For millennia, agriculture has been the foundation of human life. Our ancestors discovered new ways of producing food, which allowed them to settle in an area, grow crops and harvest livestock. This helped to better their standard of living and form villages, empires and culture.
Fast forward to today as we approach a population of nine billion people. The production of food and other byproducts has to be our number one priority and this will come through understanding the value of modern agriculture and learning how to continuously improve practices.
So few of the world’s inhabitants are involved with agriculture and many take their food and clothing for granted. Some elementary school children have never set foot in a yard, can’t tell the difference between a cow and a horse, and college students study the masterpieces of culture, but don’t have an elective requirement that involves agriculture in anyway. They all eat, but they don’t know how that food got there. This needs to change.

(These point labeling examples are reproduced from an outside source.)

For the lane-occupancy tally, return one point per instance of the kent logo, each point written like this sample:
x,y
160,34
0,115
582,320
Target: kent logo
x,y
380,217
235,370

As the global population expands, by 2050, one farmer or rancher will need to feed upwards several hundred people. That’s a lot to ask of them. But with advances in technology and further understanding of how to make agriculture sustainable and renewable, we can make every child’s world in the future as comfortable as we have it today.
In the next 40 years, we have got to do a better job of educating our youth on why agriculture is important, why farmers and ranchers do what they do, how they too can be involved with the industry. The current disconnect of citizens from agriculture is something that by 2050, needs to be reconnected. Without the proper understanding, the industry will be under great pressure to produce the maximum amount of products possible with hardly any support. Yet, if we take food away, suddenly, people will value the hard-working famer. This can be mitigated through education and research.
Agriculture will mean those working in the fields and pastures, but also, it will be scientists in the lab analyzing nutrition, researchers making sure the environment is being well taken care of, economists mapping out the financials for agribusinesses, and families supporting one another to keep their communities thriving.
The global culture will in fact be agri-culture. It has to or sustaining nine billion people will not be feasible.